Page:Revue des Deux Mondes - 1863 - tome 45.djvu/971

La bibliothèque libre.
Le texte de cette page a été corrigé et est conforme au fac-similé.

supérieure. Au surplus, la nouvelle fiancée ne tardera pas, et c’est justice, à porter la peine de cette dissimulation coupable. Plus d’un indice fugitif vient à chaque instant inquiéter, alarmer les fières susceptibilités de son prétendu. L’ascendant vainqueur d’Aurora les calme ou plutôt les comprime pour un temps; mais l’arrivée inattendue à Bulstrode-Castle d’une des jeunes filles qui l’ont connue à Paris, dans ce pensionnat d’où elle a été enlevée, détruit soudainement la confiance aveugle dont elle abusait. Après avoir pris lecture de la lettre où sa mère, effarouchée par les révélations de leur jeune parente, le met en garde contre les antécédens suspects de sa fiancée, — et trouvant dans ses propres soupçons, vingt fois réprimés, la confirmation des craintes qu’on lui suggère, — Bulstrode se désespère d’abord; il réagit ensuite contre cette conviction naissante, il s’efforce de la combattre et de n’envisager ce qui a pu se passer dans le couvent parisien que comme une escapade sans importance. Toute cette affaire, si louche au premier abord, va s’éclaircir en quelques mots. C’est dans ces dispositions qu’il se rend auprès de sa fiancée. Aurora l’attend, vêtue de noir, au fond d’un appartement reculé. Du moment où le nom de son ancienne compagne a été prononcé devant elle, il lui a été impossible de ne pas prévoir ce qui allait arriver : elle sait donc que Talbot va venir et devine ce qu’il va lui dire. A son entrée, elle ne bouge pas, elle ne se détourne pas de la fenêtre où elle est assise. Il ne la voit que de profil, à peine éclairée par les dernières lueurs d’un jour d’hiver.
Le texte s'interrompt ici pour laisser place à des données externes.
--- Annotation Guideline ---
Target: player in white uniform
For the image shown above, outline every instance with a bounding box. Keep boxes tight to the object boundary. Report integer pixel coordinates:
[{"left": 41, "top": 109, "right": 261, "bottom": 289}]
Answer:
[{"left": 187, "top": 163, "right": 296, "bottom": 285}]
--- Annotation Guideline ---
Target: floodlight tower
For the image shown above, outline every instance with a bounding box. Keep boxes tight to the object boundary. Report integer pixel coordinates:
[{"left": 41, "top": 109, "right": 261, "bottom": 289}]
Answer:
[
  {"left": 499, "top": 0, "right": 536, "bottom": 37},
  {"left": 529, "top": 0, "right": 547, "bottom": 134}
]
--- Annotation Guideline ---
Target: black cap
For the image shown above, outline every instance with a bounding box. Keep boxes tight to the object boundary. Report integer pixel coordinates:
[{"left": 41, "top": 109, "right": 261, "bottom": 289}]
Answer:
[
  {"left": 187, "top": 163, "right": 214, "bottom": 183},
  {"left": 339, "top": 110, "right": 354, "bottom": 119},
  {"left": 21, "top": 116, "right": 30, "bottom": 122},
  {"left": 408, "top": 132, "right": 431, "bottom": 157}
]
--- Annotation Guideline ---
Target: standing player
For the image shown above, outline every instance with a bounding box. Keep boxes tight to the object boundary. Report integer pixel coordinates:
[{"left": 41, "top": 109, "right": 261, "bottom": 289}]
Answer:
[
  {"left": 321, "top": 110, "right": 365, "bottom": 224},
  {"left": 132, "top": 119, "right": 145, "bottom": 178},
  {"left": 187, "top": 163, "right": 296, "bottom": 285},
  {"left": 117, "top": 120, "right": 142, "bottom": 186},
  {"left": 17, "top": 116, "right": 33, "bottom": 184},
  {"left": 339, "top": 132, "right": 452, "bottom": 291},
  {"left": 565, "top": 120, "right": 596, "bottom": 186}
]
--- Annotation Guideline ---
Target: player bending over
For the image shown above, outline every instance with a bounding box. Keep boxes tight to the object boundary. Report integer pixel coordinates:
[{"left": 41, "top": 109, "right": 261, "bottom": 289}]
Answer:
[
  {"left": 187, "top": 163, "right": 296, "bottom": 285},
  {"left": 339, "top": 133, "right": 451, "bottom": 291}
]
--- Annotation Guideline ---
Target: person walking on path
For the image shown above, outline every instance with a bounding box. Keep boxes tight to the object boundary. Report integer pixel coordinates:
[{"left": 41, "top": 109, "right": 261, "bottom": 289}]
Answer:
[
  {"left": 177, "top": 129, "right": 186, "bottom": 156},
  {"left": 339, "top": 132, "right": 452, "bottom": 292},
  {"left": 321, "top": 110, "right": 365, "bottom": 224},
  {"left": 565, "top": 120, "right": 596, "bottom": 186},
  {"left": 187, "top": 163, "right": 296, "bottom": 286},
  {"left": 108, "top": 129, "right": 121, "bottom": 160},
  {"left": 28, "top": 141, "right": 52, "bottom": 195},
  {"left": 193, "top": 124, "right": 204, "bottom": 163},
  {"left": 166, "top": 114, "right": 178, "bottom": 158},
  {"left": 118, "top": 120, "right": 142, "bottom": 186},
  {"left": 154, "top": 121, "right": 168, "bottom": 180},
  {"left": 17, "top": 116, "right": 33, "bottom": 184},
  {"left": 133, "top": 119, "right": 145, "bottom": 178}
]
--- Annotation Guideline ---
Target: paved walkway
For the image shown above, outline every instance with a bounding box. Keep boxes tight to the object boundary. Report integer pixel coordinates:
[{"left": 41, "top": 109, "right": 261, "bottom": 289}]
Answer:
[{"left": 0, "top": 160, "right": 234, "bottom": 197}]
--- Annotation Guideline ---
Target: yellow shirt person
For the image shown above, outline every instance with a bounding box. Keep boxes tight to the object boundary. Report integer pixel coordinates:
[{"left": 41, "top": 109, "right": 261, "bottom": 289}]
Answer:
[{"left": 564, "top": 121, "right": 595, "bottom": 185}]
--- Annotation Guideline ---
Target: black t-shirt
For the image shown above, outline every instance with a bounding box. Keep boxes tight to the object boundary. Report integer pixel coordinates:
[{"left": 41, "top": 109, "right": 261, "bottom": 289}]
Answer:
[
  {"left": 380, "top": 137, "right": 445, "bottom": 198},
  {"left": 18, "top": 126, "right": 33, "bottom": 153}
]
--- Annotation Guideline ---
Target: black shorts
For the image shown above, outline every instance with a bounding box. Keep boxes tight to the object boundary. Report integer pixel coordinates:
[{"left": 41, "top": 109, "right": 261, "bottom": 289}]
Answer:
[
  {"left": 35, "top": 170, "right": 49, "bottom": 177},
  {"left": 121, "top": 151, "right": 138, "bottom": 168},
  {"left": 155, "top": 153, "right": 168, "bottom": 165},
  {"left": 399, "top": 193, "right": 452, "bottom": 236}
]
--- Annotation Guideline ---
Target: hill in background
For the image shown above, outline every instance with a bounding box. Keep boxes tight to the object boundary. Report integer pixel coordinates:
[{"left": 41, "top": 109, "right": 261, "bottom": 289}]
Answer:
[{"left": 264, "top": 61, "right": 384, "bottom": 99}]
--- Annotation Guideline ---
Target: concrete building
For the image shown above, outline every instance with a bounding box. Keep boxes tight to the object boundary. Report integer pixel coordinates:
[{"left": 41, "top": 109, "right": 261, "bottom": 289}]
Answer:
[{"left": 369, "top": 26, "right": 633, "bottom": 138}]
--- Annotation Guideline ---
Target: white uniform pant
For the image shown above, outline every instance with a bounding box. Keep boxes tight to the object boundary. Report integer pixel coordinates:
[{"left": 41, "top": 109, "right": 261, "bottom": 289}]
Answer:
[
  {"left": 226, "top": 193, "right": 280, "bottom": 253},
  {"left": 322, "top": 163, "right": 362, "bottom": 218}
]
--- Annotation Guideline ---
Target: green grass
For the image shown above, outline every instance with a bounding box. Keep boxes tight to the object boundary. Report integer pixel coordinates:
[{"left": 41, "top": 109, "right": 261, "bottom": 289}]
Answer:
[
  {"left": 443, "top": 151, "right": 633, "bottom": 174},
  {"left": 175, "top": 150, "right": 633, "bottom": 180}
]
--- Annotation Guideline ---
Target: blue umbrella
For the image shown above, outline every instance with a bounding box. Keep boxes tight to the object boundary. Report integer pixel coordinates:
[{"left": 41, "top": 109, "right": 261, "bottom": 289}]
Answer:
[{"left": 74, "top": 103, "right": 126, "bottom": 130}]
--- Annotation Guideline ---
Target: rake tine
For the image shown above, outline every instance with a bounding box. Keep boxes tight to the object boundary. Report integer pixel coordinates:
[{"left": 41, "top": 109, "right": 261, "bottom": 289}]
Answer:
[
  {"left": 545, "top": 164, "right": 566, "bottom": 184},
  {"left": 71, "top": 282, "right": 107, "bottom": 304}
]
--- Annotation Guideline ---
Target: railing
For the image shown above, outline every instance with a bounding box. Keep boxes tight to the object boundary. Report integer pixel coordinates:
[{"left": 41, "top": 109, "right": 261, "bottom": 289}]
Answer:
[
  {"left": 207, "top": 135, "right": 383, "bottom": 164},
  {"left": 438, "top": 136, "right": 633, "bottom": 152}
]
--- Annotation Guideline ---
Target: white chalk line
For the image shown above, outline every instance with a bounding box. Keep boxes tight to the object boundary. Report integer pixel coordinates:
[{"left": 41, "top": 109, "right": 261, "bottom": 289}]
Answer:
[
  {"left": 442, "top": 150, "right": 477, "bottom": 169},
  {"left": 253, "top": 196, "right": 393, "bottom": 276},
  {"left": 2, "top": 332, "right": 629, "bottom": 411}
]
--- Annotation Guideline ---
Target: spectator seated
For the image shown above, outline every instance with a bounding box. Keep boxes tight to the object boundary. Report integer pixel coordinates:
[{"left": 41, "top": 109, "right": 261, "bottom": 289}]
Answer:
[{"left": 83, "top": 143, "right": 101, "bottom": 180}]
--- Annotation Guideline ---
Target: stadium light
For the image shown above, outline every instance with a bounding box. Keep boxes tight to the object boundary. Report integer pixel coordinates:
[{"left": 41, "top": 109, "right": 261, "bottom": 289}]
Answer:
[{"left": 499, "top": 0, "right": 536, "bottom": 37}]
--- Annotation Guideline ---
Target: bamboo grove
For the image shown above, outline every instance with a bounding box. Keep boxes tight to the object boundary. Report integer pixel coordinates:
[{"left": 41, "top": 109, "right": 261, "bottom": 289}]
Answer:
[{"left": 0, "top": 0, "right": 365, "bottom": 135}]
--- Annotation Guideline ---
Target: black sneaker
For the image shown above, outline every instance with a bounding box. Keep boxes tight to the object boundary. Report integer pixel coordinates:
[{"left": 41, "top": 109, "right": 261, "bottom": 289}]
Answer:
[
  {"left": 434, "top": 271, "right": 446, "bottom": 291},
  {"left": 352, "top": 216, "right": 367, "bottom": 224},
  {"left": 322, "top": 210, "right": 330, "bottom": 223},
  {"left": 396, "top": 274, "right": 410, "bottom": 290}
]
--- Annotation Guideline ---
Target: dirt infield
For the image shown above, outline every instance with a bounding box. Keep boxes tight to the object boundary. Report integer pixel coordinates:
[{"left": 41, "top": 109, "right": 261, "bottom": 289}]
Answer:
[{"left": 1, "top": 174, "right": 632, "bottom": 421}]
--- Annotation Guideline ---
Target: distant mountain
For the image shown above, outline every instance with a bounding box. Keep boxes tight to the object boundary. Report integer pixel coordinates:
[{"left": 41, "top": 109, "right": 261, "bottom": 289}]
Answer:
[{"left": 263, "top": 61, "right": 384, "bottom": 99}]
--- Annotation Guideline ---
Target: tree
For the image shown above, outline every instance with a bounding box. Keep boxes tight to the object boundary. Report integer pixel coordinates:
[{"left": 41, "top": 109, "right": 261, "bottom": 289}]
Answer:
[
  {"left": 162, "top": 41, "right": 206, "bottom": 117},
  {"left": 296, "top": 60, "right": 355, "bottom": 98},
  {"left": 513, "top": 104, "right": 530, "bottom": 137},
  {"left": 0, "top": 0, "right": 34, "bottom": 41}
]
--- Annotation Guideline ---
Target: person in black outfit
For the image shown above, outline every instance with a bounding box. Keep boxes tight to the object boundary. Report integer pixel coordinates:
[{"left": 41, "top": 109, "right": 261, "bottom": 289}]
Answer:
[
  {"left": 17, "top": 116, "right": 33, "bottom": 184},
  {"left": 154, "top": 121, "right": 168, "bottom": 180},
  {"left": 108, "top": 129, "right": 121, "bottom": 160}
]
Après lui avoir parlé sur un ton léger, que dément son angoisse intérieure, de la lettre qui vient d’arriver et qui nécessite, dit-il, quelques explications :


« — Vous lirai-je la lettre, Aurora?

« — Si vous voulez.

« Il prit dans son sein l’épître froissée, et, se penchant du côté de la lampe, il lut à voix haute, s’arrêtant à chaque phrase et comptant sur une interruption soudaine, un commentaire passionné; mais elle le laissa finir sans parler, et, même après qu’il eut fini, demeura muette.

« — Aurora!... Aurora !... Est-ce donc vrai?

« — Parfaitement vrai.

« — Pour quelle cause avez-vous quitté ce couvent?

« — Je ne puis vous le dire.

« — Du mois de juin 1856 au mois de septembre dernier, quelle a été votre résidence?

« — Je ne puis vous le dire, Talbot Bulstrode... C’est un secret qu’il m’est interdit de révéler.

« — Comment! il y a dans votre vie une lacune de près d’une année, et vous ne sauriez me faire connaître, à moi votre mari désigné, ce que vous êtes devenue pendant cet intervalle?